Hey, I drifted in from michelle.
I don't feel surprised and read it with out a giggle; in fact I found some answers to some lingering personnel questions though I didn't understand the meaning of many terms used in this post.(BDSM,ADD,MDD etc..)

Well! Though I don’t have any questions for you, I felt that you should be answering, if some one had a real question… but your "may or may not answer them" would sure scare them.

Thanks for sharing; it was very informative to me.

Patient Anonymous said...

Hi jac, Thanks for stopping by and commenting. I really wasn't sure if anyone would after I posted this.

In case you are still wondering:

BDSM: A combined acronym of Bondage/Discipline, Domination/Submission, Sadism/Masochism

ADD: Attention Deficit Disorder (can also be used interchangebly with ADHD: Attention Deficit Hyperactivity Disorder but those who may be "less hyperactive" in a diagnosis may be simply deemed ADD eg. ADD - Innatentive Type)
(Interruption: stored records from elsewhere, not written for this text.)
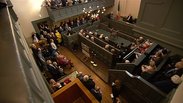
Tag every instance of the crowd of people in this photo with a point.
(49, 59)
(55, 4)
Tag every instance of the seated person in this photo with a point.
(116, 90)
(58, 68)
(107, 47)
(157, 57)
(56, 85)
(170, 78)
(97, 93)
(151, 68)
(129, 18)
(88, 82)
(63, 61)
(52, 70)
(80, 76)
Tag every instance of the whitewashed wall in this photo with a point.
(27, 11)
(127, 7)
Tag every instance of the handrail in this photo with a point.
(20, 72)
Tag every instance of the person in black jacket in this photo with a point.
(116, 90)
(97, 93)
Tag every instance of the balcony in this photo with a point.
(69, 11)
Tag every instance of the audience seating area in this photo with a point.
(138, 62)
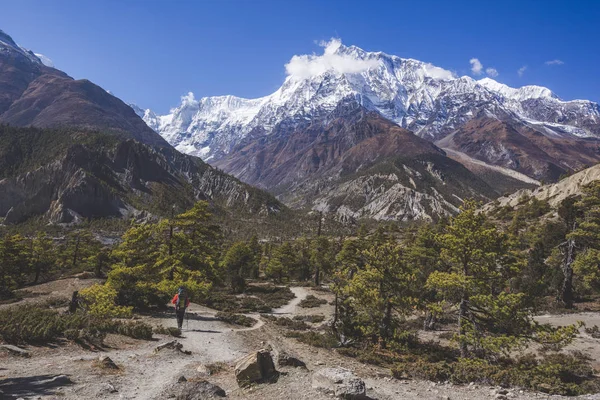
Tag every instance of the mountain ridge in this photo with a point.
(418, 96)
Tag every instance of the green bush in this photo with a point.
(36, 325)
(324, 340)
(236, 319)
(261, 299)
(557, 374)
(315, 319)
(312, 301)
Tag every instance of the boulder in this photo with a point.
(341, 383)
(106, 363)
(255, 367)
(287, 360)
(15, 350)
(199, 391)
(174, 345)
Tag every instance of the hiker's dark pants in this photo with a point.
(180, 313)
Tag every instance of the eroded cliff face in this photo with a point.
(356, 164)
(127, 179)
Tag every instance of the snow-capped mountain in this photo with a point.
(9, 46)
(430, 101)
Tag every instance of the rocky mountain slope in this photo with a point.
(514, 145)
(356, 164)
(425, 99)
(68, 175)
(82, 153)
(33, 94)
(554, 193)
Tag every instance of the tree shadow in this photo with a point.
(37, 385)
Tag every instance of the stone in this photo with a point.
(287, 360)
(255, 367)
(200, 390)
(106, 388)
(203, 370)
(340, 382)
(174, 345)
(107, 363)
(15, 350)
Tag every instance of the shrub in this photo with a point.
(36, 325)
(315, 319)
(261, 299)
(312, 301)
(236, 319)
(294, 324)
(99, 301)
(325, 340)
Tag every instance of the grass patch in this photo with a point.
(312, 301)
(236, 319)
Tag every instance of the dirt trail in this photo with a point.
(145, 374)
(290, 308)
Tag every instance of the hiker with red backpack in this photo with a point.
(181, 301)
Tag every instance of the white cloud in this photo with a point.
(306, 66)
(491, 72)
(476, 66)
(438, 73)
(45, 60)
(188, 100)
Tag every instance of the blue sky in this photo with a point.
(152, 52)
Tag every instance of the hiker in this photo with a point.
(181, 301)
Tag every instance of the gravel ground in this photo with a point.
(71, 372)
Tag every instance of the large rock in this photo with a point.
(340, 382)
(200, 390)
(254, 368)
(284, 359)
(15, 350)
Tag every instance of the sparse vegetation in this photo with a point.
(171, 331)
(315, 319)
(34, 324)
(236, 319)
(312, 302)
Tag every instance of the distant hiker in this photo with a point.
(181, 301)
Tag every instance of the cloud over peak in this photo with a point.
(491, 72)
(477, 68)
(306, 66)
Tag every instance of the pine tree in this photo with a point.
(43, 256)
(480, 269)
(382, 290)
(238, 262)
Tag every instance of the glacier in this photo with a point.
(426, 99)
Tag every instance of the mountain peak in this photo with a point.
(8, 45)
(520, 94)
(419, 96)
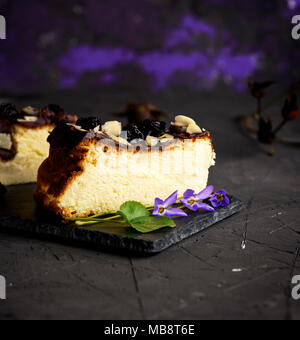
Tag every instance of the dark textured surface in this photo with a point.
(196, 279)
(18, 212)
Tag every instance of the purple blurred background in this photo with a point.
(148, 44)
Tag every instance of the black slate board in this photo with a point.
(18, 212)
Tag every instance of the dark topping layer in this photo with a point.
(9, 112)
(69, 136)
(65, 135)
(136, 113)
(153, 128)
(53, 114)
(133, 132)
(89, 123)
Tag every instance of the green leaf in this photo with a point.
(132, 210)
(147, 224)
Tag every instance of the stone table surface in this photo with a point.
(208, 276)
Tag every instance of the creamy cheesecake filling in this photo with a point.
(23, 140)
(111, 178)
(31, 150)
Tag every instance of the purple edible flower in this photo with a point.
(220, 199)
(194, 202)
(163, 208)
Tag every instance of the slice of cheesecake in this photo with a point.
(94, 169)
(23, 140)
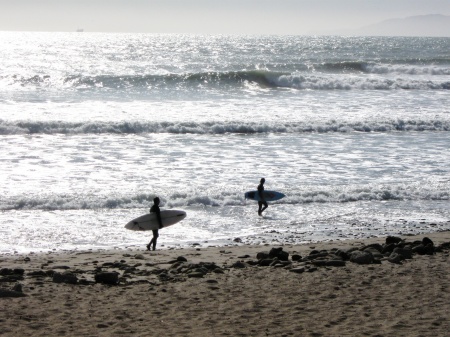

MDD: Major Depressive Disorder

The reason I added the "may or may not answer" was more to do with the BDSM stuff. I'm not scary or a "meanie" by any stretch. Like I said in the beginning, I just didn't want the whole thing to go down a pathway that wasn't intended. I guess I was also trying to be a bit humours in my own silly way but sometimes that also does not always translate via text on a screen.

I'm very glad that you got something out of this post and it didn't sound like a big heap of trash.

Anonymous said...

Well, I had a little look about prompted by your post and learned that there are dog behaviourists who have developed a slightly restrictive vest to be used with anxious dogs. The developers claim that it is calming for dogs.

I searched about for a physiological explanation and apparently some physiologists say that the restriction can calm dysfunctional breathing and correct underlying imbalances in oxygen saturation and CO2 levels.

Very interesting.

Patient Anonymous said...

Hi psychosomartyr, thank you for commenting. That's intriguing to find something along these lines applied to animals. Reminds me rather tangentially when my cat and I were given the same antibiotic (at different times, mind you but it amused me.)

I don't think it an illogical conclusion(?) to jump to something like calming one's breathing? When people are anxious and hyperventilating, the point is to try and stabilize them by getting them to slow their breathing down.